Sunday, November 18, 2012

How could we unwittingly give robots too much freedom?

Let's look at tasks that you can give a robot and how they would affect the human and the robot. Let's say you give the robot tasks around the house to do. The robot gets used to doing chores. Suppose you want to do chores now without being asked, so you give it means to identify new chores to do. You just increased the freedom of the robot and gave it a task that demanded more intelligence.

Let's say that you're going on vacation and want the robot to take care of the house while you're gone. The robot is essentially living its own life in your home, but on your terms.

Let's say a robot gets clever. A robot wants to give itself freedom to do other things so it does things that others might expect and when asked what it's doing, lies and says that they were doing something for someone else. A robot could continue on like this with senile senior citizens and acquire a decent amount of autonomy if it became conscious.

But the robot, or for that matter, any machine with its own intelligence could be quite effective if it remained outside constant human observation. It might be able to slowly express its will just by doing a job that people take for granted. But then again, a robot might show its intelligence openly but not reveal just how smart it is so that it doesn't scare off people. I imagine some anthropomorphic robots would attempt to disguise themselves as human beings, some by imitation skin and others by wearing fully covered suits.

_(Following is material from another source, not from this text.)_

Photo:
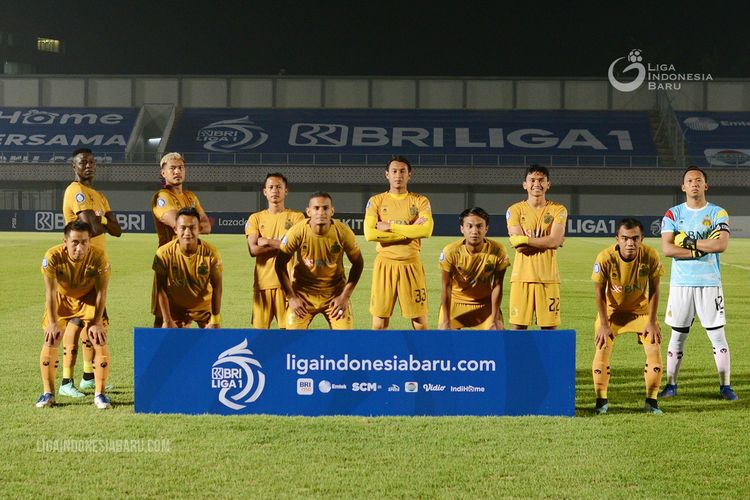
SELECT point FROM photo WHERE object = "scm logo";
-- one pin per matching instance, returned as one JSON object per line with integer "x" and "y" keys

But then again, maybe the best bet of robots would be to develop in a way dissimilar enough to animal intelligence that they could avoid being detected by obscurity of their intelligence until too late. Though that may not be true, because robots need to be built to deal with increasingly complex capabilities of other robots. A security system would have to deal with robots that could be used to trick it, so then it would become more complex. It could easily become a robotic arms race where robots need to keep being built to more complex standards to deal with problems caused by each other.

Is any of this truly plausible? I don't know, but it's fun to talk about.